Finite game


A finite game is a two-player game which is assured to end after a number of moves. Finite games may have an infinite number of possibilities or even an unbounded number of moves, so long as they are guaranteed to end in a finite number of turns.

Formal definition

defined a game, G, to be totally finite if it met the following five conditions:
  1. Two players, I and II, move alternately, I going first. Each has complete knowledge of the other's moves.
  2. There is no chance involved.
  3. There are no ties.
  4. Every play ends after finitely many moves.
  5. At any point in a play of G, there are but finitely many legal possibilities for the next move.

    Examples

A supergame is a variant of the finite game invented by William Zwicker. Zwicker defined a supergame to have the following rules:
"On the first move, I name any totally finite game G. The players then proceed to play G, with II playing the role of I while G is being played.
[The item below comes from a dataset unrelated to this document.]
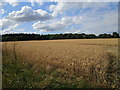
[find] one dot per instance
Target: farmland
(74, 63)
The winner of the play of the subgame is declared to be the winner of the play of the supergame."
Zwicker notes that a supergame satisfies properties 1-4 of a totally finite game, but not property 5. He defines games of this type to be somewhat finite.

Hypergame paradox

A hypergame has the same rules as a super game except that I may name any somewhat finite game on the first move. The hypergame is closely related to the "hypergame paradox" a self-referential, set-theoretic paradox like Russell's paradox and Cantor's paradox.
The hypergame paradox arises from trying to answer the question "Is a hypergame somewhat finite?" The paradox, as Zwicker note, satisfies conditions 1- 4 making it somewhat finite in the same way a supergame was. However, if hypergame is a somewhat finite game, then play can proceed infinitely with both players choosing hypergame as their subgame forever. This infinite would appear to violate property 4, making the hypergame not somewhat finite. Thus, the paradox.